Date: Sept. 10, 2019
Location: Washington D.C.

Dear Secretary Azar:

Thank you for your timely attention to this critical matter. I write today to strongly urge you to finalize pending contracts with the Office of Refugee Resettlement (ORR)'s Unaccompanied Alien Children (UAC) Program to provide legal aid services to minors in the custody of the Health and Human Services (HHS) Department.

Local providers informed my office that contract modifications have been stalled for well over two months, despite efforts by the Vera Institute of Justice, Kids In Need of Defense (KIND) of San Francisco, and Legal Services for Children of San Francisco to finalize the contracts in a timely manner.

I am extremely disappointed to learn that despite statements to the contrary reported by HuffPost on September 9, 2019,[1] the Vera network has made clear that the necessary contract modifications have in fact not been completed, and that the delays stem from HHS. Despite legal requirements made by the Congressional branch, including the $4.6B Bipartisan Border Supplemental package[2] that Congress passed earlier this year and was signed into law, requiring ORR to legally fulfill these obligations[3] ORR has refused to allow legal service providers to officially work in newly opened shelters across the country, including one in Modesto, California, in my jurisdiction.

I am alarmed to learn of the apparent new practice by ORR to open facilities without making a good faith effort to inform national partners, such as the Vera Network, or to ensure that legal services will be available to children upon their arrival at your new facilities. The stakes are literally life and death. According to Jennifer Podkul, KIND's interim vice president, and a provider of legal aid services to the Modesto shelter, "If a kid does not know how to tell their story to an adjudicator, our government runs the risk of sending a child back to their death."[4]

Failing to provide age-appropriate legal rights and guidance for children in ORR custody is not only a likely violation of the Flores Settlement Agreement,[5] which has been legal precedent since the 1990s, it also is likely in violation of the Trafficking Victims Protection Reauthorization Act (TVPRA), which has been in place since 2000, and was reauthorized by this body last Congress.[6]
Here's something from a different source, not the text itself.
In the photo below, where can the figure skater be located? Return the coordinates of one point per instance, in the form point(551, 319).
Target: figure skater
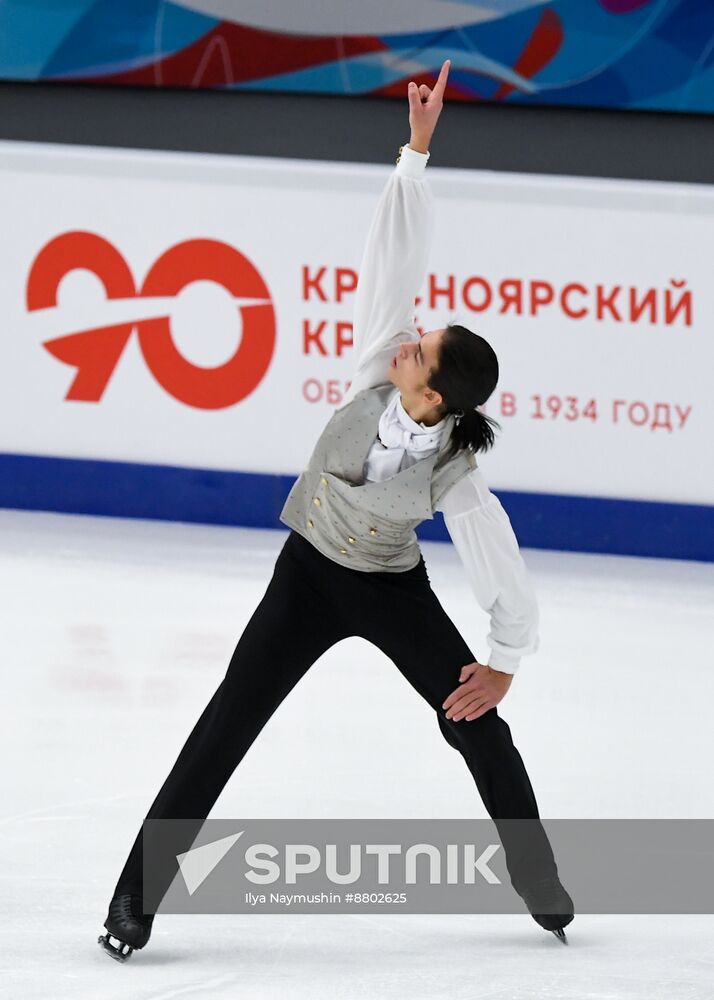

I write to urge you to finalize these necessary contracts and uphold your obligation to ensure minors in your custody are receiving full access to the legal aid and other services which the law requires. Again, HHS personnel claim these contracts are finalized, I request that you confirm the current status of these contracts with my staff, and that if these contracts have not been finalized that you complete them immediately.